From: Eben King (eben1@tampabay.rr.com)
Date: Sun Jan 08 2006 - 14:13:04 EST


On Sun, 8 Jan 2006, michael hast wrote:

> I'm thinking of using SCSI's on the new machine. I don't think I
> want to get a server board, but I've been looking at these PCI SCSI
> controller cards. Is that really as simple as it is? Does one simply
> plug the card into the slot, hook up the drives to it and format them to
> the system? (These things are strange and new to me. :-P) Plus, have
> any of you used them under Linux? I would really like to use a couple
> SCSI's as my only local hard drives and leave my IDE channels open for
> cd/dvd/zip/etc. Any imput is welcome. Thanks.

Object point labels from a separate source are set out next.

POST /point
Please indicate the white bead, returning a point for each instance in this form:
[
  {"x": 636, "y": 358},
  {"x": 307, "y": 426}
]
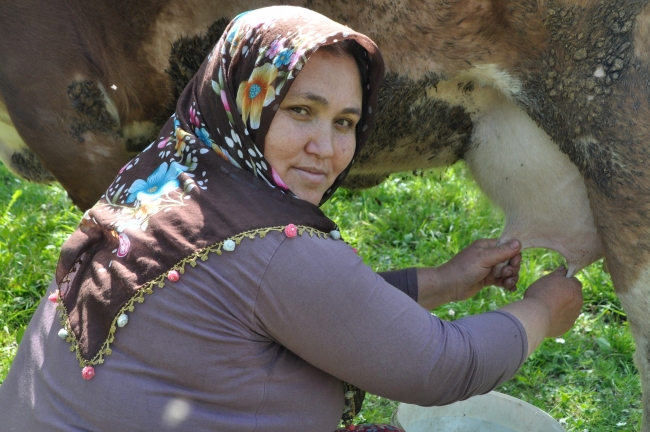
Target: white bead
[
  {"x": 122, "y": 320},
  {"x": 229, "y": 245}
]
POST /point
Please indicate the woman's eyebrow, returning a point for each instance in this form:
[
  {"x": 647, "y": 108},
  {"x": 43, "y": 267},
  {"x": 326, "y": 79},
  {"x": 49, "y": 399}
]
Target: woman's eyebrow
[{"x": 321, "y": 100}]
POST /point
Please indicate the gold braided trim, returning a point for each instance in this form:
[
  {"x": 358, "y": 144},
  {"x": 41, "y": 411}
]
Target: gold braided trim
[{"x": 159, "y": 281}]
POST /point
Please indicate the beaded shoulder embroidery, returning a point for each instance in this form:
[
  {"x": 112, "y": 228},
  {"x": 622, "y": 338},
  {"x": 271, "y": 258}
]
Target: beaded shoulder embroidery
[{"x": 171, "y": 275}]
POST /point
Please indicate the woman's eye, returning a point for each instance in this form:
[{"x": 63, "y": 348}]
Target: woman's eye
[
  {"x": 346, "y": 123},
  {"x": 300, "y": 110}
]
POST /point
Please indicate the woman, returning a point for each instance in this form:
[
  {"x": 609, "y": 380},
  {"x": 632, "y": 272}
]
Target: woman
[{"x": 262, "y": 318}]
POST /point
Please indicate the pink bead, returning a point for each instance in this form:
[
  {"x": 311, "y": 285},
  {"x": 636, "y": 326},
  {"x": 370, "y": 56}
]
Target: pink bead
[
  {"x": 173, "y": 275},
  {"x": 88, "y": 372},
  {"x": 291, "y": 230},
  {"x": 54, "y": 296}
]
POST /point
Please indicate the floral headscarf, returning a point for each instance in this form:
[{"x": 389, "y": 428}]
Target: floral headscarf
[
  {"x": 241, "y": 84},
  {"x": 204, "y": 184}
]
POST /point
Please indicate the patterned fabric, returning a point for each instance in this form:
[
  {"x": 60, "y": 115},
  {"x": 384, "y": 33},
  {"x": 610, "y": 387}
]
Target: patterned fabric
[
  {"x": 203, "y": 182},
  {"x": 370, "y": 428}
]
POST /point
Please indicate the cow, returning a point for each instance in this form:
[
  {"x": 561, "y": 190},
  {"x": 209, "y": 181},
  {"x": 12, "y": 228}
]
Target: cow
[{"x": 548, "y": 102}]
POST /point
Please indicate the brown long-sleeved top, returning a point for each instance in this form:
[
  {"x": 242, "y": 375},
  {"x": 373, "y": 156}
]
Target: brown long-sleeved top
[{"x": 260, "y": 339}]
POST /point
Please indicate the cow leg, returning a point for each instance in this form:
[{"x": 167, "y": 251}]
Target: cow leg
[{"x": 636, "y": 303}]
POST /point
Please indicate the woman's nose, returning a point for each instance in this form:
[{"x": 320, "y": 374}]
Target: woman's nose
[{"x": 321, "y": 143}]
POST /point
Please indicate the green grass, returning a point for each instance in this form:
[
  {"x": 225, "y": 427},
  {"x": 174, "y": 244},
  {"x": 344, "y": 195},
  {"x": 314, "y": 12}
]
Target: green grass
[{"x": 586, "y": 379}]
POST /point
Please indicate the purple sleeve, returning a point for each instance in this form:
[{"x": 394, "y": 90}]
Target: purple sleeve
[
  {"x": 321, "y": 301},
  {"x": 405, "y": 280}
]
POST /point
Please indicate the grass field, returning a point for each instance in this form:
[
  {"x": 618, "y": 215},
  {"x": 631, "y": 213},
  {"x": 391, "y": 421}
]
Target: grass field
[{"x": 586, "y": 379}]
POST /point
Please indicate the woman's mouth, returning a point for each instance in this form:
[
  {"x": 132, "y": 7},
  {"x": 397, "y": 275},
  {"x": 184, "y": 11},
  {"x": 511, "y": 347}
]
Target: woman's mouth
[{"x": 311, "y": 175}]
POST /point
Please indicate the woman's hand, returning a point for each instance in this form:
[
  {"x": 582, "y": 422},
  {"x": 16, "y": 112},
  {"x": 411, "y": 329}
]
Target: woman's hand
[
  {"x": 549, "y": 308},
  {"x": 469, "y": 271}
]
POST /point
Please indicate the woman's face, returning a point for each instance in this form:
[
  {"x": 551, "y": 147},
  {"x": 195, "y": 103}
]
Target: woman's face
[{"x": 312, "y": 137}]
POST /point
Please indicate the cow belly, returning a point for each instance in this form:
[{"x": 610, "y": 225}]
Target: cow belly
[
  {"x": 541, "y": 192},
  {"x": 15, "y": 154}
]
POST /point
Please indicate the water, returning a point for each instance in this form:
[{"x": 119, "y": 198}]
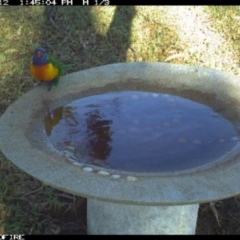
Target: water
[{"x": 141, "y": 131}]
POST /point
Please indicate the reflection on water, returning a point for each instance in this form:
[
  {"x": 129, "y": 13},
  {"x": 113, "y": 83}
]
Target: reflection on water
[{"x": 140, "y": 131}]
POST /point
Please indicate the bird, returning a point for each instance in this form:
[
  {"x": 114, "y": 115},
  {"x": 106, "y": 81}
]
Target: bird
[{"x": 45, "y": 68}]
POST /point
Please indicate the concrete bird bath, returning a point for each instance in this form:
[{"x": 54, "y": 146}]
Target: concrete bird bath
[{"x": 132, "y": 201}]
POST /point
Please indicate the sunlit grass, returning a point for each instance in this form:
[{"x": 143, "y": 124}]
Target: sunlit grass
[{"x": 90, "y": 37}]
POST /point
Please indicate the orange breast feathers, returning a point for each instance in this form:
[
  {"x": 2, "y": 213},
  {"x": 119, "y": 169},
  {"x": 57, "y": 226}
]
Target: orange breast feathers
[{"x": 46, "y": 73}]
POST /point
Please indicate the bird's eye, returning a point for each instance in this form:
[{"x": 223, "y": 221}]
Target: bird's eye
[{"x": 39, "y": 54}]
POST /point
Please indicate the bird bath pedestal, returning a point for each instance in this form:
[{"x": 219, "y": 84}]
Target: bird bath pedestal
[{"x": 127, "y": 202}]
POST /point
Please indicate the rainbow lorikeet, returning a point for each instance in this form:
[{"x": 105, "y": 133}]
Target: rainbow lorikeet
[{"x": 45, "y": 68}]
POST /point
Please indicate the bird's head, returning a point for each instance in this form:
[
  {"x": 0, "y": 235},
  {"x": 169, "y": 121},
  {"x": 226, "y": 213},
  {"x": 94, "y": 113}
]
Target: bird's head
[{"x": 40, "y": 57}]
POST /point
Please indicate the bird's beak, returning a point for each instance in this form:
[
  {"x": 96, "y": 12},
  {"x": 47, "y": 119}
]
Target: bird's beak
[{"x": 39, "y": 54}]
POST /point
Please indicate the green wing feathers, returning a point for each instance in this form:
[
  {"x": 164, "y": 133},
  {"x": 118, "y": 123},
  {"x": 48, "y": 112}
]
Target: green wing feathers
[{"x": 60, "y": 66}]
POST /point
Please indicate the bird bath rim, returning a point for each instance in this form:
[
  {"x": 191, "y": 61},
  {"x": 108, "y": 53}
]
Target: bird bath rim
[{"x": 210, "y": 182}]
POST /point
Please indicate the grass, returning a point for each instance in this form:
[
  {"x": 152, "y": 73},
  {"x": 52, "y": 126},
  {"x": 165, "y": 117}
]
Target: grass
[{"x": 93, "y": 36}]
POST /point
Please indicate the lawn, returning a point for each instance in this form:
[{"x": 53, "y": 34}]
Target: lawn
[{"x": 205, "y": 36}]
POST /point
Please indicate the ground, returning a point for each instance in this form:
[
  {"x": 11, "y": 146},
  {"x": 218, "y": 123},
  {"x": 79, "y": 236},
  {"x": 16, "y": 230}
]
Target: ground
[{"x": 205, "y": 36}]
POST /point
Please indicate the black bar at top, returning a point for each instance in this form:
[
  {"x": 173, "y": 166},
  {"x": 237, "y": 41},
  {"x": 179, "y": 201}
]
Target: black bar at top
[{"x": 89, "y": 2}]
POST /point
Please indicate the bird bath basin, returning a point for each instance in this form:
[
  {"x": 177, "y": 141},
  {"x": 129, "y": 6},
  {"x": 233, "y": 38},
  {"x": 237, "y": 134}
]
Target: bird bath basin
[{"x": 145, "y": 143}]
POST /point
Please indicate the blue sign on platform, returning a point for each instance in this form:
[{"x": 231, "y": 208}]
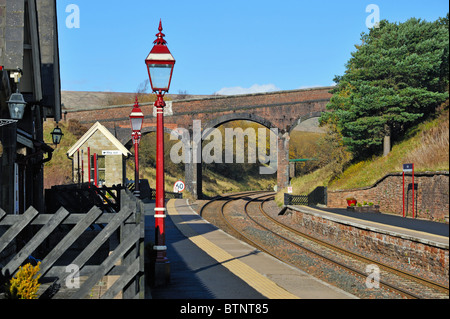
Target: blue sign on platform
[{"x": 407, "y": 167}]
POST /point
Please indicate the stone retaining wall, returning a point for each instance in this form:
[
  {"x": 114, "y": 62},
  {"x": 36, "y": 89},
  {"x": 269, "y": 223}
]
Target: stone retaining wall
[
  {"x": 431, "y": 195},
  {"x": 416, "y": 256}
]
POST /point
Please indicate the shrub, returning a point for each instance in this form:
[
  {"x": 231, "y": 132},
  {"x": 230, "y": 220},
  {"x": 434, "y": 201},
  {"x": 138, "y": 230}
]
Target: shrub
[{"x": 25, "y": 284}]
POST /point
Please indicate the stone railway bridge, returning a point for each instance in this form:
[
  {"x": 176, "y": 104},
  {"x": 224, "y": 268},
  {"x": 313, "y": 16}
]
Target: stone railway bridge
[{"x": 283, "y": 110}]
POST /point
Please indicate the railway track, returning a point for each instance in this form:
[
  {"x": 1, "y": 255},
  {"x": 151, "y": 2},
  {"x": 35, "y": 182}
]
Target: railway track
[{"x": 249, "y": 221}]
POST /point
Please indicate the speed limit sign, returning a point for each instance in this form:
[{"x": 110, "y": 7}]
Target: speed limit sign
[{"x": 179, "y": 186}]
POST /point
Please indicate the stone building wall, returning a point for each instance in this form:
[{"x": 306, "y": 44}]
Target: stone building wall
[{"x": 114, "y": 174}]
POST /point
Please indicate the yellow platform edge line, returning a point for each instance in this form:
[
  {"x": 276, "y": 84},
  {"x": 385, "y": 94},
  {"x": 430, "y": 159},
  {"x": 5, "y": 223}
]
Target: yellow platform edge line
[{"x": 257, "y": 281}]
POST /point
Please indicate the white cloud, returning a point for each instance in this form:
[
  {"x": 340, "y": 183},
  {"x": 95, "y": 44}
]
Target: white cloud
[{"x": 255, "y": 88}]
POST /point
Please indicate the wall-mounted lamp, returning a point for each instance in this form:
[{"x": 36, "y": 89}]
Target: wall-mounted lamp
[{"x": 16, "y": 103}]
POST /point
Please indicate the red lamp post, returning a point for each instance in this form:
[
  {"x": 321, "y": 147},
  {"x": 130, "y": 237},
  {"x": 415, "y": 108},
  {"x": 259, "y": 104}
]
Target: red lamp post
[
  {"x": 136, "y": 120},
  {"x": 160, "y": 63}
]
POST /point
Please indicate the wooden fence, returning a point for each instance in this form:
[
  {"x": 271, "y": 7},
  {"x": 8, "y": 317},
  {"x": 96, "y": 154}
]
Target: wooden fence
[{"x": 93, "y": 231}]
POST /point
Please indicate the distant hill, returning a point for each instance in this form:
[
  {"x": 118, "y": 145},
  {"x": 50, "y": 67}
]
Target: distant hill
[{"x": 81, "y": 100}]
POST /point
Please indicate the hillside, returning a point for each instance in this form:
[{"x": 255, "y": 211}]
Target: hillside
[{"x": 426, "y": 145}]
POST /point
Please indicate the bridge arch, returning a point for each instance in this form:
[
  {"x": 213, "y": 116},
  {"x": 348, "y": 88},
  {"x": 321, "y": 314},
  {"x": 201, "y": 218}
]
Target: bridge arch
[
  {"x": 281, "y": 148},
  {"x": 303, "y": 118},
  {"x": 216, "y": 122}
]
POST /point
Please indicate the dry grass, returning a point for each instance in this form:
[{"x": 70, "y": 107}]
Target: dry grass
[{"x": 433, "y": 152}]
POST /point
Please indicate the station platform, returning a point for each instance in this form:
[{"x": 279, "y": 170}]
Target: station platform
[
  {"x": 428, "y": 232},
  {"x": 207, "y": 263}
]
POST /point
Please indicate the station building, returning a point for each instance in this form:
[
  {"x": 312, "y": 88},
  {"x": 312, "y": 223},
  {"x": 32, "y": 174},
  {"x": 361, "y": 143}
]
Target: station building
[{"x": 100, "y": 156}]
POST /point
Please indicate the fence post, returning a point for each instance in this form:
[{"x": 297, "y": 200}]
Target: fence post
[
  {"x": 287, "y": 199},
  {"x": 136, "y": 286}
]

I had a SCSI CD-R(W) (until it died of old age), and it was /dev/scd0 (or
/dev/sr0). USB drives show up as SCSI, and they're accessed as /dev/sdXY
where X=device # among all devices (I think) and Y=partition #. I may be
wrong about X. A SCSI card provides a BIOS (at least mine does) in which
you can say which IDs to scan, their maximum transfer rates, etc. You can
save boot time by not scanning nonexistent devices. I don't know how much
attention Linux pays to what the card says anyhow. You can see what Linux
thinks is out there with "cdrecord -scanbus". My only SCSI drive is a
USB/"SCSI" one, and you just use normal tools (fdisk, mkfs, lilo, fsck) on
it, same as you would on any other drive.